The notes from the RBA meeting of 4th August were released today. They seem quite bullish on future economic prospects. Does this mean a rise in the cash rate sooner?
Global economic conditions were expected to continue to be supported by the lower level of oil prices and accommodative global financial conditions. Global industrial production growth had eased further this year, particularly in the Asian region, and this had contributed to lower commodity prices. Growth of Australia’s major trading partners was expected to be around its long-run average over the next two years. Members observed that the downside risks to the outlook for Chinese growth identified over the past year had receded somewhat, although the Government’s policy response to the recent volatility in Chinese equity markets had clouded the medium-term economic outlook.
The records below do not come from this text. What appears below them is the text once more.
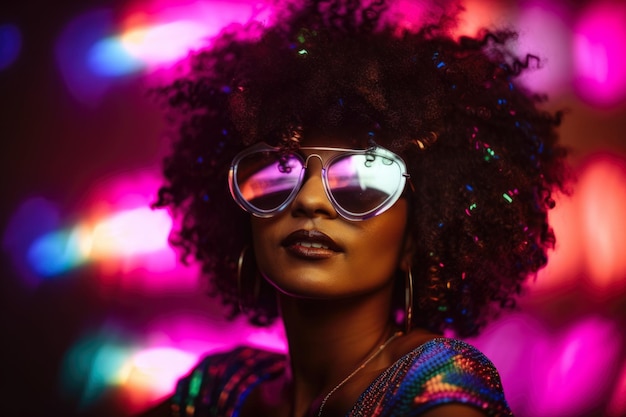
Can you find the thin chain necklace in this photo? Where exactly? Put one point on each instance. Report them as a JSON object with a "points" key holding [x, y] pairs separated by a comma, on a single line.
{"points": [[363, 365]]}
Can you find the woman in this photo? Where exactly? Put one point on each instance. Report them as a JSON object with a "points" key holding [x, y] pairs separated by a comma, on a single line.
{"points": [[395, 185]]}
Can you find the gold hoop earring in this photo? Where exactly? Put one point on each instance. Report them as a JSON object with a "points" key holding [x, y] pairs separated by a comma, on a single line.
{"points": [[408, 301], [251, 299]]}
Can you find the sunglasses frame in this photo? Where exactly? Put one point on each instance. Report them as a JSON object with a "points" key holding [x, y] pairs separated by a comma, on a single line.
{"points": [[341, 152]]}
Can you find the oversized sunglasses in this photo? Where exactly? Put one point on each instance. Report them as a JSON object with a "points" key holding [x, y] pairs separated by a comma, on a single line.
{"points": [[359, 183]]}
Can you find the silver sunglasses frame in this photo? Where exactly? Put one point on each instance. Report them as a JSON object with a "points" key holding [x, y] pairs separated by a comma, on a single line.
{"points": [[341, 152]]}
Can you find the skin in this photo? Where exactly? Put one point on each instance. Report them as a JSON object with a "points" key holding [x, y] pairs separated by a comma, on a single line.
{"points": [[335, 304]]}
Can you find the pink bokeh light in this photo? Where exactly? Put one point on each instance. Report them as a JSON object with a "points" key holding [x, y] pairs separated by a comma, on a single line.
{"points": [[616, 406], [602, 193], [590, 228], [564, 365], [544, 28], [599, 45]]}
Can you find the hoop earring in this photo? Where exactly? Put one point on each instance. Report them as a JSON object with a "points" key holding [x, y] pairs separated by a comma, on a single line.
{"points": [[251, 299], [408, 301]]}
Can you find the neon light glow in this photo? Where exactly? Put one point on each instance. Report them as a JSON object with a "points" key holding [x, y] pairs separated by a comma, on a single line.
{"points": [[599, 44], [602, 190], [617, 402], [10, 44], [545, 32], [546, 373], [591, 231], [564, 366]]}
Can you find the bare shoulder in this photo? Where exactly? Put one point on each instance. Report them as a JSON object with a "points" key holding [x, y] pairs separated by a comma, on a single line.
{"points": [[456, 410], [410, 341]]}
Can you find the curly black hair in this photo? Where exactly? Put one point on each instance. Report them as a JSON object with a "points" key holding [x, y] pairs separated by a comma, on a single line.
{"points": [[484, 159]]}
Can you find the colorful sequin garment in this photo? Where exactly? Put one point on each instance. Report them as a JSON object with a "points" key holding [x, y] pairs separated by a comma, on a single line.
{"points": [[440, 371]]}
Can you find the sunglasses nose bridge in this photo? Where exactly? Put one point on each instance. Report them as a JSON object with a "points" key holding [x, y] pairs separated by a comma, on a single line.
{"points": [[313, 155]]}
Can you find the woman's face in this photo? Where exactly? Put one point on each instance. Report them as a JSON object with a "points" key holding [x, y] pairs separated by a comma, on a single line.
{"points": [[308, 250]]}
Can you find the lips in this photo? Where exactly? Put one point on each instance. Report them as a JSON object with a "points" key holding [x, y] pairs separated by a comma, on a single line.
{"points": [[311, 244]]}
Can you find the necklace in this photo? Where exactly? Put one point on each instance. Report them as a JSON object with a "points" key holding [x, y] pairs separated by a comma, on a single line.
{"points": [[363, 365]]}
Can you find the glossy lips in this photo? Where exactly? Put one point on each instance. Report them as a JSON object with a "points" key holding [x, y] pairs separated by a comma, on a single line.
{"points": [[310, 244]]}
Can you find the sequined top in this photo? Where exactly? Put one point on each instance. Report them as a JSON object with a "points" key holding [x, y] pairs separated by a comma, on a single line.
{"points": [[441, 371]]}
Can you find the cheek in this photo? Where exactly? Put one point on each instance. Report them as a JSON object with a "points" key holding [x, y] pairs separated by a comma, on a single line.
{"points": [[383, 242], [263, 238]]}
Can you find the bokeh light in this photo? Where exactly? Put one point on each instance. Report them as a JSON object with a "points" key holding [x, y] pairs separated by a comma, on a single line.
{"points": [[544, 28], [10, 44], [602, 193], [599, 45], [553, 361]]}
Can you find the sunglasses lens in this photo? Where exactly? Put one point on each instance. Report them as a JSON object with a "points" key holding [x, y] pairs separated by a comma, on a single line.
{"points": [[363, 183], [266, 179]]}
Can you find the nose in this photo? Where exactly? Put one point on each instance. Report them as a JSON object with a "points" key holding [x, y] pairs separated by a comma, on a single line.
{"points": [[311, 200]]}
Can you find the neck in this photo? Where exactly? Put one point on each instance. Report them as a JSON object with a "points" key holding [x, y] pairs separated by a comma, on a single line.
{"points": [[329, 339]]}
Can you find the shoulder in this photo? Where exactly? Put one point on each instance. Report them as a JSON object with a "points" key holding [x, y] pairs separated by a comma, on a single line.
{"points": [[217, 384], [439, 373], [445, 371]]}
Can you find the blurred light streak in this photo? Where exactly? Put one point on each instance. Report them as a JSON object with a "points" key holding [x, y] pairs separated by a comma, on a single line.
{"points": [[117, 232], [10, 44], [616, 406], [95, 363], [509, 343], [131, 232], [481, 14], [599, 45], [145, 365], [164, 43], [564, 365], [590, 228], [60, 251], [602, 190], [566, 261], [109, 58], [94, 47], [544, 28], [34, 218], [73, 49]]}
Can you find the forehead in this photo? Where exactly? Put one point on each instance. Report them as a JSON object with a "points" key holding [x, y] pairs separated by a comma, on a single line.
{"points": [[346, 140]]}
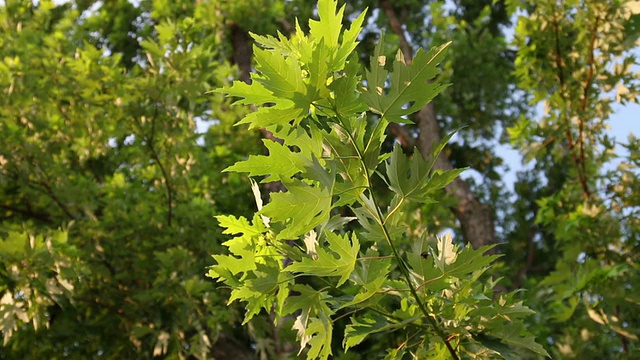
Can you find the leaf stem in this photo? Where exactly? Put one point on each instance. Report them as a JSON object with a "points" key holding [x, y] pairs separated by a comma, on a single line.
{"points": [[402, 264]]}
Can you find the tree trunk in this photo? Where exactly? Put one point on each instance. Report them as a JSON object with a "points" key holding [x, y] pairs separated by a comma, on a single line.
{"points": [[476, 219]]}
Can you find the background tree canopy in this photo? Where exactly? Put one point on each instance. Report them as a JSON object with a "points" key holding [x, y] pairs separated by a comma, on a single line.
{"points": [[112, 147]]}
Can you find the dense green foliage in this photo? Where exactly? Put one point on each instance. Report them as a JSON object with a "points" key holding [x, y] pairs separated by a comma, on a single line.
{"points": [[430, 293], [113, 142]]}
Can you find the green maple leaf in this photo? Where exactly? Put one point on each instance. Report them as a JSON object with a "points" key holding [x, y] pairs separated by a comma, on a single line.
{"points": [[410, 87], [242, 248], [460, 263], [301, 208], [338, 258], [370, 276], [412, 178], [346, 97], [360, 328], [281, 163], [329, 26], [259, 290], [313, 324]]}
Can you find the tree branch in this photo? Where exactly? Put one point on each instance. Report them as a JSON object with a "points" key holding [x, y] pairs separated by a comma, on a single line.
{"points": [[476, 219], [562, 82]]}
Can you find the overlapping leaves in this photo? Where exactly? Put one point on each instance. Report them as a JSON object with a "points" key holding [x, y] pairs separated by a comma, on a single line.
{"points": [[309, 93]]}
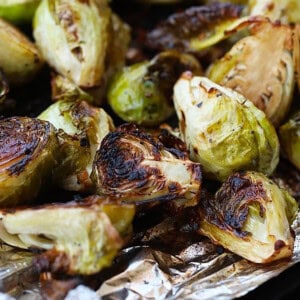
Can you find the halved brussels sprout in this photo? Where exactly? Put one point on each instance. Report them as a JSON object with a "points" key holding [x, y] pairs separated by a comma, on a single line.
{"points": [[18, 11], [20, 59], [286, 11], [137, 167], [83, 128], [289, 135], [73, 38], [142, 93], [223, 130], [28, 153], [261, 67], [80, 238], [251, 216], [4, 89], [197, 27]]}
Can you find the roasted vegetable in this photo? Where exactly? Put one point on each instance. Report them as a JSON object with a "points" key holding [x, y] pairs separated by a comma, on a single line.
{"points": [[83, 128], [136, 167], [28, 153], [20, 60], [289, 135], [4, 89], [265, 57], [223, 130], [142, 93], [18, 11], [286, 11], [73, 38], [251, 216], [80, 238], [197, 27]]}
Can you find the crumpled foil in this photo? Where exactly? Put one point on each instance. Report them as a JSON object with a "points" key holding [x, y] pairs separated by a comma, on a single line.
{"points": [[199, 271]]}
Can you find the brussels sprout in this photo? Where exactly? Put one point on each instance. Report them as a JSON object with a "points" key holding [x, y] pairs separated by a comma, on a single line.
{"points": [[20, 60], [28, 153], [80, 238], [73, 38], [198, 27], [83, 128], [287, 11], [289, 135], [261, 68], [251, 216], [4, 89], [137, 167], [142, 93], [18, 11], [224, 131]]}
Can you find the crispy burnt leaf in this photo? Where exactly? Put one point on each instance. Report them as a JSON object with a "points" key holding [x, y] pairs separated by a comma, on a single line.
{"points": [[137, 167], [251, 216]]}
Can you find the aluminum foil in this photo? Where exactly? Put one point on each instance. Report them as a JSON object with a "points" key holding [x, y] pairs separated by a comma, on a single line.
{"points": [[199, 271]]}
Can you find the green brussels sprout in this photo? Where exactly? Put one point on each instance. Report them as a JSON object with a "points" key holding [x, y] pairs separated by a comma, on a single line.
{"points": [[261, 67], [135, 166], [20, 59], [18, 11], [28, 153], [142, 93], [251, 216], [223, 130], [287, 11], [83, 127], [4, 89], [79, 238], [289, 136], [73, 38]]}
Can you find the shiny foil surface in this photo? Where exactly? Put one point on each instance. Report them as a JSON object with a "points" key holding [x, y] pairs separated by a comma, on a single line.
{"points": [[199, 271]]}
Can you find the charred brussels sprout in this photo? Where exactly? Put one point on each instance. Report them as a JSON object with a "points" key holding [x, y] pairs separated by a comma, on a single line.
{"points": [[136, 167], [83, 128], [261, 67], [251, 216], [142, 93], [197, 27], [73, 38], [289, 135], [28, 153], [79, 238], [20, 59], [18, 11], [224, 131]]}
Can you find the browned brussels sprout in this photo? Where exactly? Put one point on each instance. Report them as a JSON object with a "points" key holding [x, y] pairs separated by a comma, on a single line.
{"points": [[28, 154], [251, 216], [138, 167]]}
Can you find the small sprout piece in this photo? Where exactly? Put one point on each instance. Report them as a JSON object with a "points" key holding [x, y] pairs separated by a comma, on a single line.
{"points": [[264, 57], [197, 27], [20, 60], [223, 130], [251, 216], [28, 149], [289, 135], [80, 238], [4, 89], [83, 127], [18, 11], [137, 167], [285, 11], [142, 93], [73, 38]]}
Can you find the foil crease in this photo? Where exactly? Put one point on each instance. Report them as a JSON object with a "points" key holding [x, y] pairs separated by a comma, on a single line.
{"points": [[199, 271]]}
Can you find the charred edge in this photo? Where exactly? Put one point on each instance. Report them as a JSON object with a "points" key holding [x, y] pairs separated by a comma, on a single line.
{"points": [[172, 33]]}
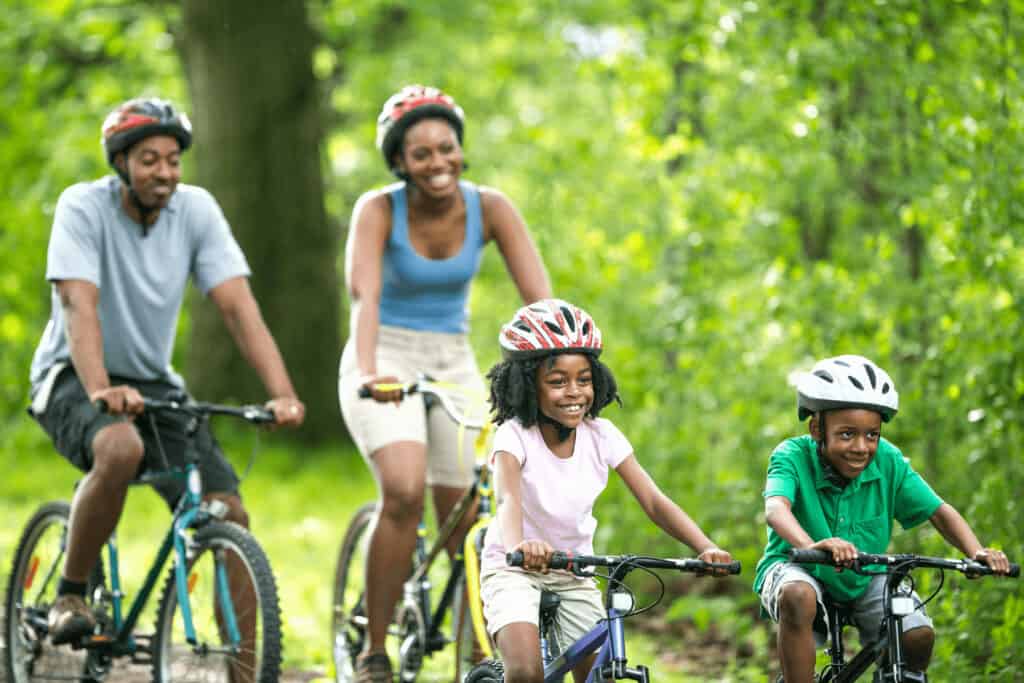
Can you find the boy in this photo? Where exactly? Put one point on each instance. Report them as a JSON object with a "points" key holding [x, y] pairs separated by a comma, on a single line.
{"points": [[839, 489]]}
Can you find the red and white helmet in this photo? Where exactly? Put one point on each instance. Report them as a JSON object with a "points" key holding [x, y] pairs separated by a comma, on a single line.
{"points": [[413, 103], [846, 381], [550, 326]]}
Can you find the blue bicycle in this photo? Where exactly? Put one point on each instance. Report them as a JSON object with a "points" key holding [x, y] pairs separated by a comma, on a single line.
{"points": [[607, 638], [217, 620]]}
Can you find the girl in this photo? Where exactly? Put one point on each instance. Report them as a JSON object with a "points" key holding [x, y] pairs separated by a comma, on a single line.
{"points": [[551, 456]]}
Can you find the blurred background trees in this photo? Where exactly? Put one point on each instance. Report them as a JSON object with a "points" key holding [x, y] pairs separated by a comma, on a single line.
{"points": [[732, 188]]}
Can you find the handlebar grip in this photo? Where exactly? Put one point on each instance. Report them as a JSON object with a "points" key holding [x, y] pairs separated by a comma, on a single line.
{"points": [[810, 556]]}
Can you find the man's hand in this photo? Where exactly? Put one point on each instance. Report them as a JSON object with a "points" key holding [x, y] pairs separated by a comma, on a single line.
{"points": [[288, 411], [122, 399]]}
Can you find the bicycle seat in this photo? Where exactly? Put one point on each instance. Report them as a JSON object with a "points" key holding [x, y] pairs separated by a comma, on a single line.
{"points": [[549, 603]]}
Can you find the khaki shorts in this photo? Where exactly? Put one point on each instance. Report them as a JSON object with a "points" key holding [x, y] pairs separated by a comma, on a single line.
{"points": [[512, 596], [866, 608], [406, 353]]}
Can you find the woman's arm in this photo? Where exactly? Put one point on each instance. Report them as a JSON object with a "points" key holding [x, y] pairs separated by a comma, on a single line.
{"points": [[504, 224], [536, 552], [664, 512], [368, 235]]}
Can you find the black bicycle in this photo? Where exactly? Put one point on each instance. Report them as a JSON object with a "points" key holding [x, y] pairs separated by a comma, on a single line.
{"points": [[218, 617], [885, 652]]}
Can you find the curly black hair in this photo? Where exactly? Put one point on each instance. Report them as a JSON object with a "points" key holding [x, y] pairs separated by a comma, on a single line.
{"points": [[513, 389]]}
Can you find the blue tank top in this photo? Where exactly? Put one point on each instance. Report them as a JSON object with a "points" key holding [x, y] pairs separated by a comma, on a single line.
{"points": [[420, 293]]}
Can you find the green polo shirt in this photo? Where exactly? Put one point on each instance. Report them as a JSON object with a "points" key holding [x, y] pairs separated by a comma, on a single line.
{"points": [[862, 513]]}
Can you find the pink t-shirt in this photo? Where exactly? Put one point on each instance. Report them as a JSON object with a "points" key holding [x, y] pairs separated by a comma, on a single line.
{"points": [[558, 494]]}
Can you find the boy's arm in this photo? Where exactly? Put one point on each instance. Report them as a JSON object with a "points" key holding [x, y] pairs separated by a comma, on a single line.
{"points": [[536, 553], [778, 514], [664, 512], [957, 532]]}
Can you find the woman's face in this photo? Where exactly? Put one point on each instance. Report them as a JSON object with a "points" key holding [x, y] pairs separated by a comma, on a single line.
{"points": [[565, 388], [431, 157]]}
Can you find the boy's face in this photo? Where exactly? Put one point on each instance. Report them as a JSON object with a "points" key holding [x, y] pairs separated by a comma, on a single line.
{"points": [[851, 439]]}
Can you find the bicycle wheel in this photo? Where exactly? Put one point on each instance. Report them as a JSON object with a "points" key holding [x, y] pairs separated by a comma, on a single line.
{"points": [[472, 644], [220, 553], [348, 622], [32, 589]]}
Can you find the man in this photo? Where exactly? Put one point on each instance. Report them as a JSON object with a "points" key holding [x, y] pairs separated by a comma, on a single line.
{"points": [[121, 252]]}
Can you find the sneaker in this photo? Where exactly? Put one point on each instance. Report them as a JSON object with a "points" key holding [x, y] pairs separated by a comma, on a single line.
{"points": [[374, 668], [70, 620]]}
Uncertainties arising from the expected start of monetary policy tightening in the United States had moved into sharper focus.
Domestically, economic activity had generally been more positive over recent months. Very low interest rates were continuing to support strong growth in dwelling investment and consumption, and the further depreciation of the Australian dollar was expected to impart stimulus to the economy through stronger net exports. Although surveys of business investment intentions and non-residential building approvals suggested that non-mining business investment would remain subdued for some time, members noted that non-mining business profits had increased, business conditions were clearly above average and businesses had been hiring more labour, partly encouraged by very low wage growth. As a result, employment had risen as a share of the working age population and the unemployment rate had been relatively stable, in contrast to earlier expectations of a further increase. The recent data on inflation were largely as expected.
Members noted that output growth was expected to pick up gradually from its below-average pace over the past year to exceed 3 per cent in 2017. The forecast for the unemployment rate had been revised lower since the previous forecasts had been presented. The further depreciation of the Australian dollar had resulted in a slight upward revision to the forecast for inflation. Nonetheless, inflation was expected to remain consistent with the target over the forecast period given that domestic cost pressures were likely to remain well contained.
Credit was growing moderately overall, with growth in lending to the housing market broadly steady over recent months. House prices continued to rise strongly in Sydney and Melbourne, but trends had been more varied in a number of other cities. Members observed that recent responses by banks to the suite of measures implemented by APRA in respect of lending to investors in housing, including a tightening in lending conditions, would be expected to reduce the risks relating to the housing market, although it was too early to gauge their full effects.
Members noted that an accommodative monetary policy setting remained appropriate given the forecasts, while observing that the Australian economy had been adjusting to the shift in activity in the resources sector from the investment to the production phase. This shift had been accompanied by significant declines in key commodity prices and was being assisted by the depreciation of the exchange rate over recent months.
In light of these considerations, the Board judged that it was appropriate to leave the cash rate unchanged. New information about economic and financial conditions would continue to inform the Board’s assessment of the outlook and determine whether the current stance of policy remained appropriate to foster sustainable growth and inflation consistent with target.